Christmas is the time of year where we all get together as a family to celebrate the birth of our Lord. At this time of the year, I'll remember my parents who get busy preparing for Christmas Eve. We will go to the traditional Misa de Gallo that will culminate in Misa de Aguinaldo. As it was terribly cold at this time of the year I'll be bundled up in knitted sweater or jacket to brave the early morning and go to the chapel at Fort Del Pilar.

The chapel will all be lighted up with a big star while Christmas carols were aired over the megaphone urging people to attend the early morning mass. We would have decorated the house with a "parol and a Christmas tree of young fresh pine with all our gifts grouped in its base. You have to count the packages to make sure you have one. As there are ten of us, the gifts should be that number or more. The number of packages increased as the family grew. So later the rule was changed since it was getting to be so impractical. There were more receivers than givers.

The gift giving rule then became children under 16 and over 60 must be given gifts. If you are not in this bracket, you have to be extra nice for you to be given a gift. Even then, one had to shop for so many gifts as everybody seems to be given one despite the rule. This was the time of year the Indian bazaars along Session Road got real busy. My mother prepares the ham for Christmas, two months earlier injecting it with pickling solution then wrapping it with cheesecloth for sun drying.

In front of the house is an electric post, which she uses to hang the ham on. She would tell me to remind her of the ham before nightfall. After this curing period, she'll smoke the ham in guava leaves and then she'll boil the ham in pineapple juice, put brown sugar and prick it with cloves and then put it in the oven to glaze. With ham, she'll also make fruitcake.

She'll bake lots of it, some to give away as gifts to friends but most to feed her hungry horde of 10. The fruitcakes will last until New Year's Day the ham will be gone in a flash. My father will make the cheese pimiento from queso de bola to go with the toast of Pan De Vienna bought from City Bakery. My sisters will prepare the salads and the pies and the bulalo. After the misa de Aguinaldo, everybody sits down for noche buena and then starts opening gifts. There will be a round of thank you. Christmas day will be a time of showing off the presents you've got.
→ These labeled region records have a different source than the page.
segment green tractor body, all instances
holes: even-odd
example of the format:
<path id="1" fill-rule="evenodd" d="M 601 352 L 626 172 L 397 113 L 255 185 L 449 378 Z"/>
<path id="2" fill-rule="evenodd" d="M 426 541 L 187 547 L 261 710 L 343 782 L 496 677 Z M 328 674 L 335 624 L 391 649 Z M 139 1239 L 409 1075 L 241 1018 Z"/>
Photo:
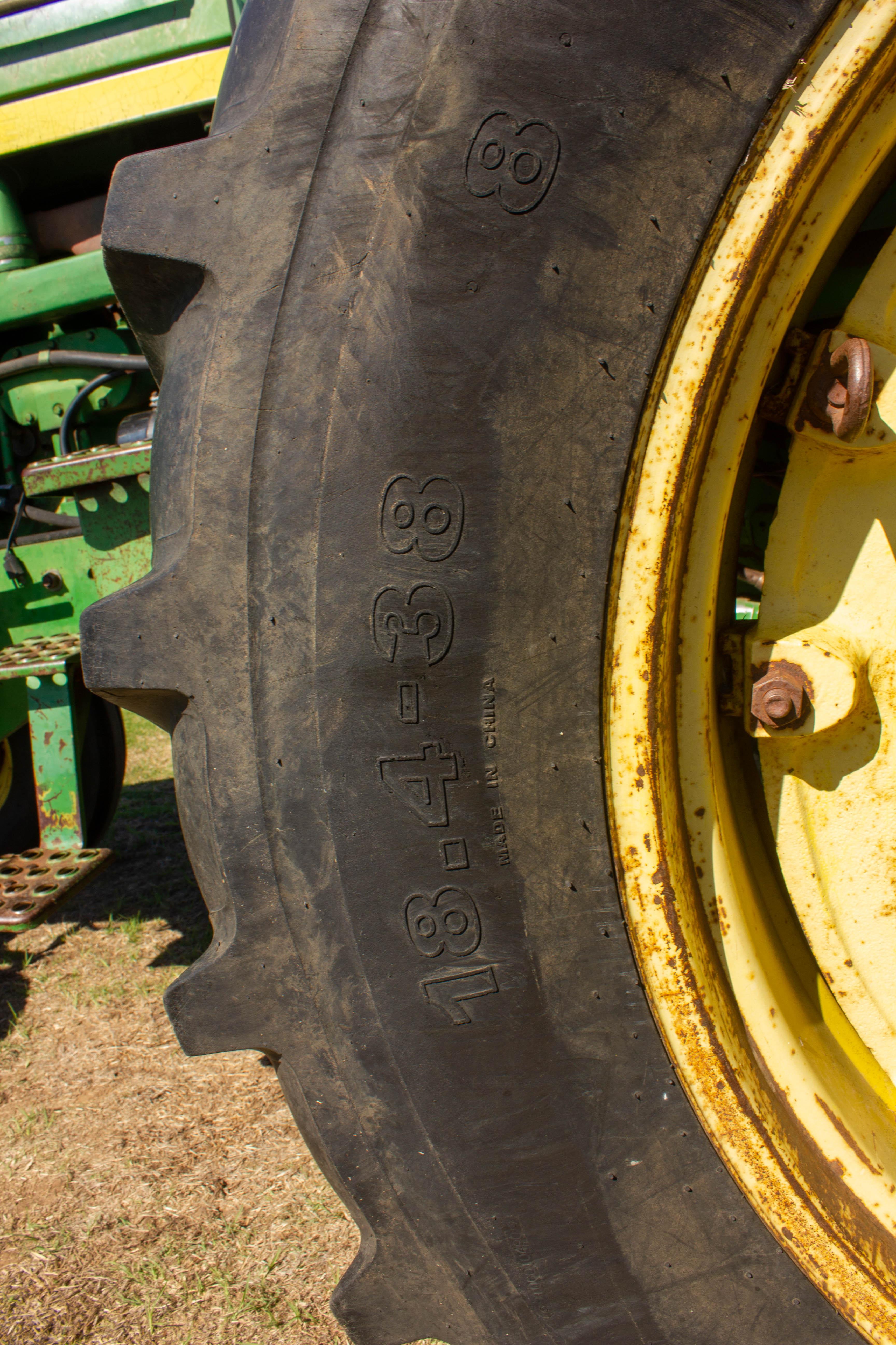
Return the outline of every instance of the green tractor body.
<path id="1" fill-rule="evenodd" d="M 105 196 L 124 156 L 206 134 L 239 9 L 0 7 L 0 931 L 109 858 L 124 734 L 85 690 L 78 623 L 150 566 L 156 385 L 103 265 Z"/>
Among friends, this season would be a time for caroling. We would gather and practice and prepare the schedule which houses we will carol in first. We will have a place to go to each night. Proceeds of the caroling will fund a bonfire where we will have lots of fun. It would also be a time for watching the cadet show. The cadet corps will have a presentation at this time of the year they call the 100th Night Show so called to mark the number of days before graduation. This is a variety show were a cadet show off his talents to a fun loving crowd.
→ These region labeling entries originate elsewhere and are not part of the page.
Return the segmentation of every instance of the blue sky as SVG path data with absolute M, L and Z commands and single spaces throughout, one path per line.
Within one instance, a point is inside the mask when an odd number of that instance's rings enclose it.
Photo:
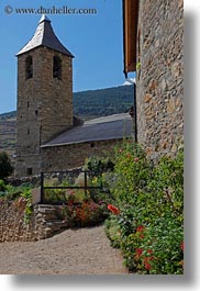
M 7 14 L 5 7 L 13 13 Z M 48 14 L 62 43 L 75 55 L 74 91 L 100 89 L 124 82 L 121 0 L 1 0 L 0 1 L 0 113 L 15 110 L 15 54 L 33 36 L 40 14 L 18 14 L 14 9 L 92 8 L 95 15 Z

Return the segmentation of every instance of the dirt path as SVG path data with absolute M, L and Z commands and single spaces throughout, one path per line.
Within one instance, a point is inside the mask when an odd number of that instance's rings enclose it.
M 0 244 L 0 273 L 127 273 L 103 226 L 67 230 L 35 243 Z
As season after season went by, we've practically had the same Christmas activities. We've done away with the caroling since we've grown over it and the 100 Night Show we started missing when we left PMA, the food we prepared for Christmas were the traditional ham, fruitcake, cheese pimiento and bulalo. The pan de Vienna had been replaced with French bread and the ham no longer made from scratch but bought ready for glazing. But practically we followed the same pattern out of habit. So I am pretty sure this Christmas, my siblings and their families will all be gathered at the family home and will have the same traditional noche buena and the opening of Christmas gifts. How I wish I could go home and spend Christmas in Baguio.